Thursday, July 15, 2010

Soooo Serious!

So, my sister, in all her infinite wisdom (I am serious, she is pretty darn smart), told me yesterday that I am far TOOO serious. Now, she has known me my entire life, so I think she is capable to speak on my personality with such confidence. Am I serious? Yes. But I didn't stop there, I looked up the definition of serious (which, by that action alone, should have been enough to prove the point) and found this:

Serious -
1 : thoughtful or subdued in appearance or manner : 2 a : requiring much thought or work b : of or relating to a matter of importance 3 a : not joking or trifling : being in earnest c : deeply interested 4 a : not easily answered or solved b : having important or dangerous possible consequences 5 : excessive or impressive in quality, quantity, extent, or degree


Damn, this definition would be complete if it had my picture next to it. Darn you sister, right again! But ok, she said I am TOO serious. Which is the part I think I took issue with.

Am I too thoughtful and subdued? Sometimes I can be a bit serious when the situation can call for some less than serious behavior. But my personality has always been subdued, I just like to play the background.

Do I require much thought or work? Hell YES! But I am worth it!

Am I too deeply interested? As my friend Abby put it, I am passionate, push me about an issue I feel strongly about and I will debate you until I make my point. Some people think I can be intense that way, always on a soap box about something. But many great men have said, if you stand for nothing, you will fall for anything (back on my soapbox I go).

Am I not easily answered or solved? Ask any man who has ever even thought about dating me, dated me, was in a relationship with me or even met me. I have been called complicated by men, (one man in particular) more than I have been called my name. If there were transcripts of our years and years of conversation, you would think that was his pet name for me (although the tone he uses when he says complicated doesnt sound quite the same as sweetie.)

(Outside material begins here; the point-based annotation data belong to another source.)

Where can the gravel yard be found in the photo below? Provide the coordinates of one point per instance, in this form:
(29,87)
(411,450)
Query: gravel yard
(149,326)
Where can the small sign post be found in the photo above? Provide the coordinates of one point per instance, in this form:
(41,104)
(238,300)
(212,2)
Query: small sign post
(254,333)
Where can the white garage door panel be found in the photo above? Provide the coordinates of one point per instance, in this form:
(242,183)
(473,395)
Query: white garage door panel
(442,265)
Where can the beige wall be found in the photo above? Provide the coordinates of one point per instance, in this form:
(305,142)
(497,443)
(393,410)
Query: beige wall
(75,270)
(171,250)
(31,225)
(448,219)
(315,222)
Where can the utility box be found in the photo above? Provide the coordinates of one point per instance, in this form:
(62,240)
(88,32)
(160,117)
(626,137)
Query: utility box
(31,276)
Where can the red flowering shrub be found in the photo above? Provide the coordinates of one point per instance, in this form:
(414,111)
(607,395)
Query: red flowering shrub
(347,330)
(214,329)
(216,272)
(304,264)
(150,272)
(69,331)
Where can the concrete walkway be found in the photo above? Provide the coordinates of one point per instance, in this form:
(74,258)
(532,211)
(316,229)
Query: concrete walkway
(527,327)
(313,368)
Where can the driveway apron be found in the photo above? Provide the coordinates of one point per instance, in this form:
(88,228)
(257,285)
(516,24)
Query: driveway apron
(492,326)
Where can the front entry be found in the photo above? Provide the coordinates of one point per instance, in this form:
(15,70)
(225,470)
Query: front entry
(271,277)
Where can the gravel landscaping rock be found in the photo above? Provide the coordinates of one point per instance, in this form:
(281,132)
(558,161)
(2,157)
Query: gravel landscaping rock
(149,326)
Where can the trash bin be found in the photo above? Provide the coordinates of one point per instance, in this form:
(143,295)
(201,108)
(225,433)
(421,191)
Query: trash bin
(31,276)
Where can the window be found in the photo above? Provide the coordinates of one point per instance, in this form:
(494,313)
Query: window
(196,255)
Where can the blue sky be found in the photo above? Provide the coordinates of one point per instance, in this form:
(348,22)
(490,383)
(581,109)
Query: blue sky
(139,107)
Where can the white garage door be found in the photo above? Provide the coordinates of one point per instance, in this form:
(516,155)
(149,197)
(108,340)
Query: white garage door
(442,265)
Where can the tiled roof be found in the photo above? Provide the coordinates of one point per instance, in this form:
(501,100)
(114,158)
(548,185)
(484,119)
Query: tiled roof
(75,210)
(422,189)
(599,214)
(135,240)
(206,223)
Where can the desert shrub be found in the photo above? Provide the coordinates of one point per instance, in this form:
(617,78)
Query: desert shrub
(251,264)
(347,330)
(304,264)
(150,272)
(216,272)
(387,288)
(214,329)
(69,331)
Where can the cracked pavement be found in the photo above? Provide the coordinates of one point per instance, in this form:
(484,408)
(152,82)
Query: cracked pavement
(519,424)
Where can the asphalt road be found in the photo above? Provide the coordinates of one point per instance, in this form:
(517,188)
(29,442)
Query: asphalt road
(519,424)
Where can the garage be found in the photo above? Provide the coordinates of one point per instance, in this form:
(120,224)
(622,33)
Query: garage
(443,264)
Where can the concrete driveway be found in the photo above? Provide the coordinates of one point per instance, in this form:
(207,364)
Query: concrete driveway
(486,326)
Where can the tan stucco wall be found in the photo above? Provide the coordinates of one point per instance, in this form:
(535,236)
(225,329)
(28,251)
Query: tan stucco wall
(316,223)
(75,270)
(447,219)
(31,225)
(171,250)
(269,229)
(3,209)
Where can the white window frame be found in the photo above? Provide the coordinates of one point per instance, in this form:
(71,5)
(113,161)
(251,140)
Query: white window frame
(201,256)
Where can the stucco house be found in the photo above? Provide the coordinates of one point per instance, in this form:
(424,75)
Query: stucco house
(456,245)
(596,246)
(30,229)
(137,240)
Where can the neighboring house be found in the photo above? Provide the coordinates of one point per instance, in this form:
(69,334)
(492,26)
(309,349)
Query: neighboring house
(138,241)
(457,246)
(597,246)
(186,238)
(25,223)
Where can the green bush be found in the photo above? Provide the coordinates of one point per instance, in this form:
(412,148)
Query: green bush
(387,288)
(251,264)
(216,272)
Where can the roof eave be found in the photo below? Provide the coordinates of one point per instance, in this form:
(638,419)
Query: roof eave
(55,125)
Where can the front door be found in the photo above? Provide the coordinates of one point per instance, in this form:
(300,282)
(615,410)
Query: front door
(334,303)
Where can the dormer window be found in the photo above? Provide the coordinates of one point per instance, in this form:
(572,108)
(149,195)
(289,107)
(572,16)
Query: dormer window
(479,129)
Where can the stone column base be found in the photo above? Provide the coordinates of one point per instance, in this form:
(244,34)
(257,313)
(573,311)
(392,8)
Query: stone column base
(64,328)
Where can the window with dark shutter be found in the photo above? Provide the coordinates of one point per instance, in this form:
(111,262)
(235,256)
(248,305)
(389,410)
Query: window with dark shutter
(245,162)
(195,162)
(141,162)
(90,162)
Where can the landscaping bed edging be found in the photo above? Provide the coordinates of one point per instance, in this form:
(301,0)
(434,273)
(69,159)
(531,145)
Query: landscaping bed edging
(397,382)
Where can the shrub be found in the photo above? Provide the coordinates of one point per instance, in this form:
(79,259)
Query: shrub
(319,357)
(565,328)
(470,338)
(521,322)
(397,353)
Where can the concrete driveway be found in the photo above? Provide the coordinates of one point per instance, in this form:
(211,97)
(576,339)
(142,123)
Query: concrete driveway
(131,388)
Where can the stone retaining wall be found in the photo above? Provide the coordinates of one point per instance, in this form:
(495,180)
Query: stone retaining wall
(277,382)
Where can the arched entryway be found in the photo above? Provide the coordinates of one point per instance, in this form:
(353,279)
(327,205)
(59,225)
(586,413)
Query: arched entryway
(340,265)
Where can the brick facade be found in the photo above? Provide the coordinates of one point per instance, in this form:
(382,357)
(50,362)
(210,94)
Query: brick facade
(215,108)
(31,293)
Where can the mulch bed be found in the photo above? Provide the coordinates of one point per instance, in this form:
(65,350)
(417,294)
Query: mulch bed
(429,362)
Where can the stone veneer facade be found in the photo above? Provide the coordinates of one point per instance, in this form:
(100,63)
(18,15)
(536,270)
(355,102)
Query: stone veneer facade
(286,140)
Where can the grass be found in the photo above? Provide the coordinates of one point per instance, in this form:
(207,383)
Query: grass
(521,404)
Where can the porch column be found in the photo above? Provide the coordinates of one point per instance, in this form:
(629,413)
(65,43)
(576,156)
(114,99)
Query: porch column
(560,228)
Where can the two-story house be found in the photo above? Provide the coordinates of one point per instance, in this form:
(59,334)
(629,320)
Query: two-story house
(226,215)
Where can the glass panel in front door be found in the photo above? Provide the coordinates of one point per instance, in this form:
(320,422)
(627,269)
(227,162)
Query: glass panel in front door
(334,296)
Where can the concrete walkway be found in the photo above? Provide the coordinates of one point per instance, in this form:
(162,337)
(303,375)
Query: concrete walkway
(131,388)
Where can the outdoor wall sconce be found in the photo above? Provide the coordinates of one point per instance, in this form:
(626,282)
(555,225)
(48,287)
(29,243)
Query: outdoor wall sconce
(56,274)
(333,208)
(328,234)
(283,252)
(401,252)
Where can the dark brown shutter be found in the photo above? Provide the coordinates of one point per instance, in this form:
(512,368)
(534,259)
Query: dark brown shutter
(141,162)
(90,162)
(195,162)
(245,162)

Am I too excessive or impressive in quantity, quality, extent or degree? Well I would have to say yes. And that is not because I take myself so seriously, but because I am confident in who I am now. I have always thought I was impressive, but I wasnt always sure other people could see it. I thought I smart, capable and ambitious, but I wasnt always clear that others felt the same way. In my head, I always thought I was pretty, sexy, and fabulous but I couldnt always tell that men felt the same way. So now here I am, almost 30 years old and I clearly give off all these things about myself that I believe. So now when people meet me (according to my sister) they think I am SOOO serious. I realize after looking at this definition, that isnt a bad thing. While some people will be put off by my seriousness, I would rather be called serious than be called (as Miko put it) a silly bitch. My hope is that I attract people to me who are just as serious, because I dont have the time or patience for anything else.

Dont get me wrong, I like to have fun, laugh, crack jokes, be silly and all that. Anyone who knows me knows the main reason I dont have a coffee table in my living room is because I like the open space to randomly break out into dance moves whenever the spirit moves me! You would never think I was that serious if you have ever witnessed me trying to entertain a child. I was my Godson's personal clown for some years. And my people who really know me, have tons of fun with me, off the hook type fun. So if those who dont know me think I am serious when they first meet me that is fine. They dont need to see me do the funky chicken after knowing me for 10 minutes!

Once again, my big sis was right, I am soooo serious, too serious, I dont think so, but serious none the less! (and she loves her serious little sister!!)